I’ve always been somewhat of a loner, whether on purpose or by accident. It started when I was younger. I moved around a lot. I was born in California and lived there for one year, then moved to Kentucky and lived there for two years, then to Florida and lived there for another two years, then to Pennsylvania and lived there for five years, then back to Florida for three years before I moved back to California. If you add it up, it equals thirteen years. By the eighth grade, I’d lived in six cities, and that isn’t counting the many homes I moved into in those cities, so I never felt a firm grounding and never built solid friendships.

I would play alone in the backyard with a tennis ball or a football or a frisbee when my parents were at work. Most days after school, I wouldn’t have a sitter. I played imaginary baseball against a wall by throwing a tennis ball at a chalked-up strike zone beneath a steel pipe. If the ball hit the pipe, it would either fly through the air or roll across the lawn. I would field it and throw it at a tree for a first baseman to call it an out. This helped me practice for Little League because my father wasn’t around.

I also spent time alone in my bedroom, listening to cassettes and playing with action figures, pretending, pretending, pretending. Or Mom would let me roam the mall alone when she was shopping for clothes. I would lose myself in the record store for the cassettes with the coolest covers. If I was with someone, it would’ve been the same thing.

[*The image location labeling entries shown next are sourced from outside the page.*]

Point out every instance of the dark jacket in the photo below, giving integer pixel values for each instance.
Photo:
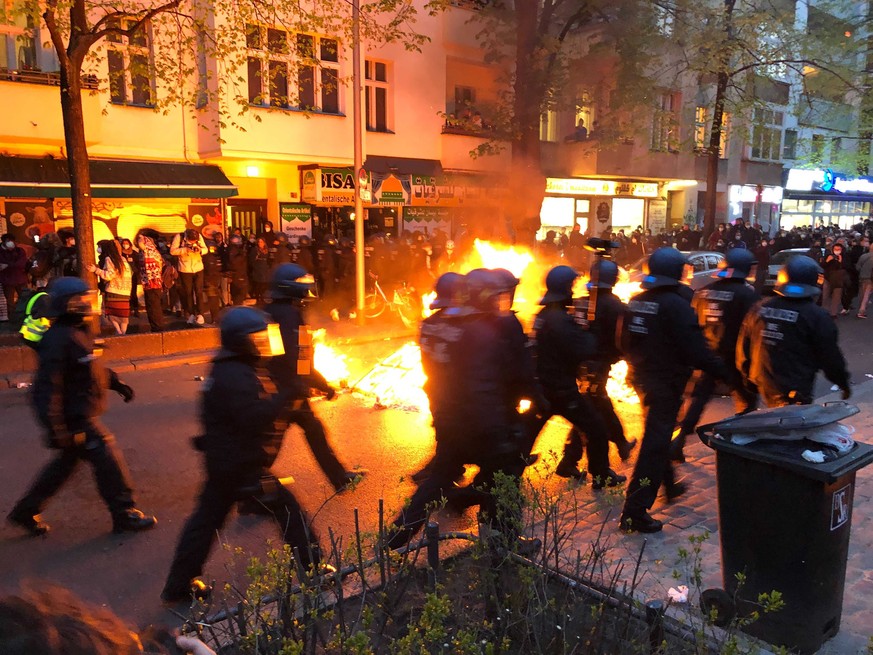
(783, 342)
(721, 307)
(662, 340)
(69, 389)
(283, 369)
(243, 416)
(561, 347)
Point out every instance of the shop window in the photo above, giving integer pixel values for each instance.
(376, 87)
(285, 70)
(131, 71)
(766, 138)
(549, 126)
(665, 123)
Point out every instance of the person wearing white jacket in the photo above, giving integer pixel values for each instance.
(189, 248)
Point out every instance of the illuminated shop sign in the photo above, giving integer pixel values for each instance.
(579, 187)
(749, 193)
(827, 180)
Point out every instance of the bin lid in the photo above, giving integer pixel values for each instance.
(787, 455)
(790, 417)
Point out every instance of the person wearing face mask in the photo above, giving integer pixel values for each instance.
(13, 270)
(835, 267)
(244, 417)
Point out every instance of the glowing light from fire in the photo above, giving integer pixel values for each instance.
(513, 259)
(328, 361)
(397, 381)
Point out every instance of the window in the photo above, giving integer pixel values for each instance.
(376, 76)
(130, 66)
(549, 126)
(664, 20)
(665, 123)
(767, 134)
(789, 148)
(275, 68)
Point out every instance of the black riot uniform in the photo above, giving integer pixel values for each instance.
(603, 325)
(244, 418)
(663, 344)
(69, 396)
(473, 395)
(289, 288)
(561, 348)
(721, 307)
(786, 339)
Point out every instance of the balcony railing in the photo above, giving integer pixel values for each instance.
(42, 77)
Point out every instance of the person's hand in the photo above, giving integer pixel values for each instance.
(125, 391)
(193, 645)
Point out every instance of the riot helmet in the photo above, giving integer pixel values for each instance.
(604, 274)
(665, 268)
(737, 262)
(559, 285)
(71, 296)
(244, 331)
(291, 281)
(799, 278)
(447, 287)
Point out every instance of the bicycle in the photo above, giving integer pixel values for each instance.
(402, 302)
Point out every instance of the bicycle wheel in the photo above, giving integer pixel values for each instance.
(374, 305)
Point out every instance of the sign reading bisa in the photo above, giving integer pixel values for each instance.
(337, 181)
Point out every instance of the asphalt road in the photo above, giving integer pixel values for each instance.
(126, 572)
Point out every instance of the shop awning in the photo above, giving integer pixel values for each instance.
(31, 177)
(403, 165)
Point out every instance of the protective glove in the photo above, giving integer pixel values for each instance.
(125, 391)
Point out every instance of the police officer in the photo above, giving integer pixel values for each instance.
(69, 397)
(663, 344)
(291, 286)
(721, 307)
(244, 418)
(562, 347)
(476, 402)
(602, 323)
(787, 338)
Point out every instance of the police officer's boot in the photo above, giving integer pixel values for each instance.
(30, 522)
(132, 520)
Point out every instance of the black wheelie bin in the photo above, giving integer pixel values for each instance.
(784, 522)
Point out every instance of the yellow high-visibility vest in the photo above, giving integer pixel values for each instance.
(33, 328)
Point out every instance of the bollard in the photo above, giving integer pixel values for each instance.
(432, 535)
(655, 619)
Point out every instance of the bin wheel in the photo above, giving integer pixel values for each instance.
(718, 606)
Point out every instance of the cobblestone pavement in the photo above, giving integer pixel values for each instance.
(696, 515)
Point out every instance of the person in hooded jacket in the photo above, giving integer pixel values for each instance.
(786, 339)
(244, 417)
(721, 307)
(69, 395)
(663, 344)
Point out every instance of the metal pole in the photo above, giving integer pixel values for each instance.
(359, 160)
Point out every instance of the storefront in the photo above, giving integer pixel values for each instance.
(755, 204)
(126, 196)
(823, 197)
(600, 205)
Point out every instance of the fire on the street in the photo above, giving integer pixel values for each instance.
(397, 380)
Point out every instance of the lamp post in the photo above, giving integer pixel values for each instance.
(359, 161)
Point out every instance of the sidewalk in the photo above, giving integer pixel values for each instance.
(696, 513)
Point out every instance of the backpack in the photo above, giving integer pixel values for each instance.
(169, 275)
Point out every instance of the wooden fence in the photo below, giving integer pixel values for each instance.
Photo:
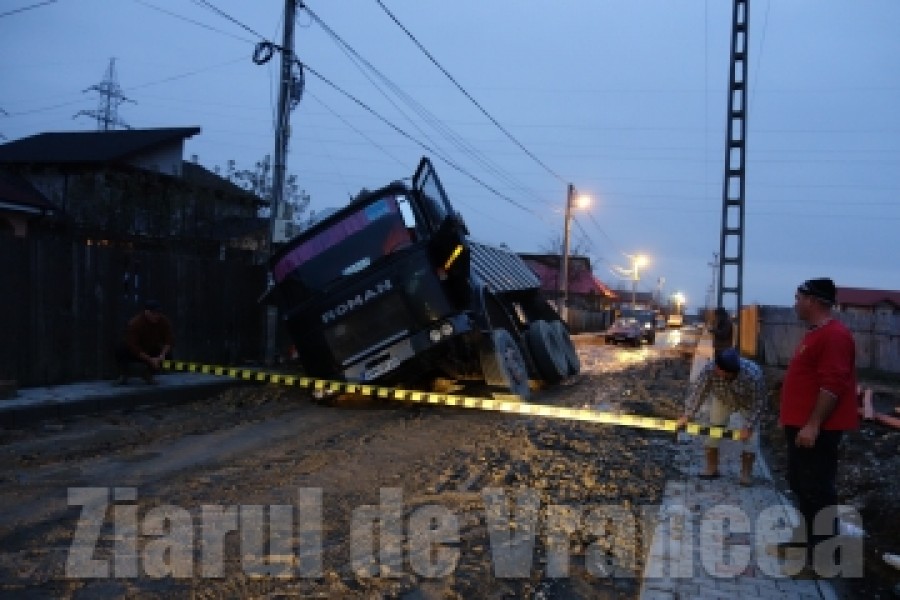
(64, 306)
(877, 337)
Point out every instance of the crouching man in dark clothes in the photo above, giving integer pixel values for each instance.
(148, 339)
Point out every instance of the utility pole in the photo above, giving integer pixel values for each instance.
(282, 133)
(731, 246)
(711, 298)
(564, 284)
(107, 113)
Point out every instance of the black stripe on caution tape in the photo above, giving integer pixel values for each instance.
(508, 405)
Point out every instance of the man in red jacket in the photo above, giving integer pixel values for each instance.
(818, 403)
(148, 339)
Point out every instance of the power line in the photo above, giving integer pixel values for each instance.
(24, 8)
(426, 147)
(266, 45)
(225, 15)
(460, 142)
(469, 96)
(192, 21)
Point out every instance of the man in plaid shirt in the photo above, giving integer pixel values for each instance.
(737, 385)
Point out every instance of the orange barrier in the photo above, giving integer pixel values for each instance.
(867, 405)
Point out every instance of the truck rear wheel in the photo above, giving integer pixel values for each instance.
(569, 351)
(546, 348)
(503, 364)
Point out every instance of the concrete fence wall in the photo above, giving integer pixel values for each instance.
(877, 337)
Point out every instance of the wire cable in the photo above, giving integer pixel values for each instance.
(402, 132)
(24, 8)
(421, 111)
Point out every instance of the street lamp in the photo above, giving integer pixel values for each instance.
(678, 297)
(637, 262)
(582, 202)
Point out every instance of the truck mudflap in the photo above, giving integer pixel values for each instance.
(394, 354)
(499, 270)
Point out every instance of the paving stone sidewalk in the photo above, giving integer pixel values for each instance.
(693, 556)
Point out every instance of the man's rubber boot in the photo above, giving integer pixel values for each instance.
(712, 464)
(747, 459)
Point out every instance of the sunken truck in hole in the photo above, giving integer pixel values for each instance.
(391, 290)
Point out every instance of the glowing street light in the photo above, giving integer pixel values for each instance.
(582, 202)
(637, 262)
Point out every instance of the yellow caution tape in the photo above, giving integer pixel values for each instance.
(588, 415)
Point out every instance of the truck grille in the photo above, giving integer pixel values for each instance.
(367, 326)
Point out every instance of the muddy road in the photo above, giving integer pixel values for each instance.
(261, 492)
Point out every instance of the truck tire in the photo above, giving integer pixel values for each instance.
(569, 351)
(547, 351)
(503, 364)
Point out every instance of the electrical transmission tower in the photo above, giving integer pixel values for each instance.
(107, 113)
(731, 246)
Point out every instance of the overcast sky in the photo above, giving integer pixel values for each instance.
(624, 99)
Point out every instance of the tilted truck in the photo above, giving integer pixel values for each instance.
(391, 290)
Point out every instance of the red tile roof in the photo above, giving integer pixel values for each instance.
(581, 280)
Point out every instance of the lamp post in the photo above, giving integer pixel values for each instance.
(637, 262)
(679, 299)
(582, 202)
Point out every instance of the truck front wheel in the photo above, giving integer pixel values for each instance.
(503, 365)
(546, 349)
(572, 360)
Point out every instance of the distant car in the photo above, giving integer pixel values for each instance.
(626, 330)
(647, 320)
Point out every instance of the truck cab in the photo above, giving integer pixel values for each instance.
(391, 289)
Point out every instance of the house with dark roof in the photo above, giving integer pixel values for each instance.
(128, 186)
(861, 300)
(20, 205)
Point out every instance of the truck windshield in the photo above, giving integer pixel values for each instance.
(349, 245)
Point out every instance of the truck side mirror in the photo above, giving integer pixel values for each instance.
(459, 223)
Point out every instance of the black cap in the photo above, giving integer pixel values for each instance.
(821, 288)
(728, 360)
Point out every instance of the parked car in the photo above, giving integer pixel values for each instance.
(626, 329)
(647, 320)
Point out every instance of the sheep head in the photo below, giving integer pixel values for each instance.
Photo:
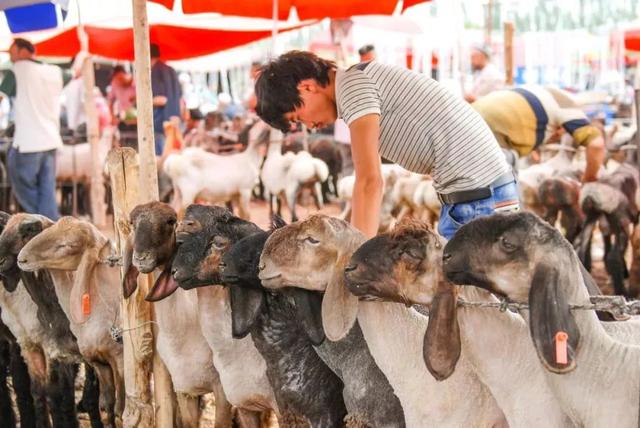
(402, 266)
(69, 245)
(312, 255)
(525, 259)
(151, 245)
(199, 254)
(405, 266)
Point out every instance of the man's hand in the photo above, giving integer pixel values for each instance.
(595, 159)
(367, 190)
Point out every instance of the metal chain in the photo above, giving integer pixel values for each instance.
(113, 261)
(617, 305)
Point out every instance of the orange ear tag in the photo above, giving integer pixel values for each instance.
(86, 304)
(561, 347)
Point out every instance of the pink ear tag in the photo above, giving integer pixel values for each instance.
(561, 347)
(86, 304)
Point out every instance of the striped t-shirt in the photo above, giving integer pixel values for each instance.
(423, 127)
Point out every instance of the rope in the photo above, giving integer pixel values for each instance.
(116, 332)
(617, 305)
(112, 261)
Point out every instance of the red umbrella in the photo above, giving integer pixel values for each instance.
(307, 9)
(632, 40)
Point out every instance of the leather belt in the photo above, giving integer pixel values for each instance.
(476, 194)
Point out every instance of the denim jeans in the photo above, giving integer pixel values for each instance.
(159, 142)
(453, 217)
(33, 181)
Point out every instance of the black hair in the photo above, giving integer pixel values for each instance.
(365, 49)
(277, 84)
(24, 44)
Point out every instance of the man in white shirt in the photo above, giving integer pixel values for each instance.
(486, 76)
(31, 159)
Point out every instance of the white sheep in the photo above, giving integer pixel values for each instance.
(595, 378)
(284, 175)
(89, 294)
(312, 255)
(196, 173)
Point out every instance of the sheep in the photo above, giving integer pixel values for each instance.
(529, 179)
(405, 266)
(72, 251)
(560, 196)
(51, 341)
(426, 199)
(521, 257)
(611, 202)
(390, 174)
(241, 368)
(327, 150)
(312, 255)
(284, 175)
(187, 357)
(306, 391)
(196, 173)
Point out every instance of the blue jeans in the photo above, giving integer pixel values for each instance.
(33, 181)
(159, 142)
(453, 217)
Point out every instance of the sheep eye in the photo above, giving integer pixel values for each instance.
(506, 245)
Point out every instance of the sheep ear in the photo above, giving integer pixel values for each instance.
(246, 306)
(164, 286)
(442, 346)
(84, 281)
(549, 315)
(10, 280)
(339, 306)
(309, 309)
(130, 277)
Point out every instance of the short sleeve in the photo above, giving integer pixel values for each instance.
(8, 85)
(356, 96)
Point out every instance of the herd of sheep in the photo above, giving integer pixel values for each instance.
(320, 327)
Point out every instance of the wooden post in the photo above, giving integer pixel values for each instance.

They would’ve wanted to go to the arcade. And I did have friends who went to the mall with me. They would get bored in the record store, and I would want to stay in there.

“I’ll meet you at the arcade,” I would say.

And they would be there for a while.

I remember in the eighth grade, my friend Jonathan and I went to the mall, and an adult started following us. We hid in the racks of a Macy’s so the man wouldn’t find us, unsure what he was capable of. The only danger at the mall was the threat of being abducted, but I usually didn’t worry about that. I was too engrossed in the cassettes.

It wasn’t as much about the music but more about the album covers. I remember I bought every tape by Iron Maiden because the album covers were so sweet. The music wasn’t all that special. The same went with AC/DC. Their music was okay, but their album covers allured me. I bought all their cassettes with the allowance my mother gave me. She would get upset because I was wasting money on those stupid cassettes rather than saving up for something better. I didn’t know what she meant by “better.” She never told me. I don’t think she knew either. But I bought what I wanted to buy, and I would listen to those cassettes every day after school. They wouldn’t allow me to bring my Walkman onto the campus.

I still consider myself a latchkey child. The only difference is that I’m an adult who comes home to an empty apartment and gets lost in his own world. I haven’t changed much since adolescence, and that’s fine. In my view, most people don’t. I run into old friends, and they’re the same. They were latchkey children, too. We were fortunate. Who wanted to come home from school to the same old parents every day? No privacy. I needed that solitude after dealing with kids and teachers all morning.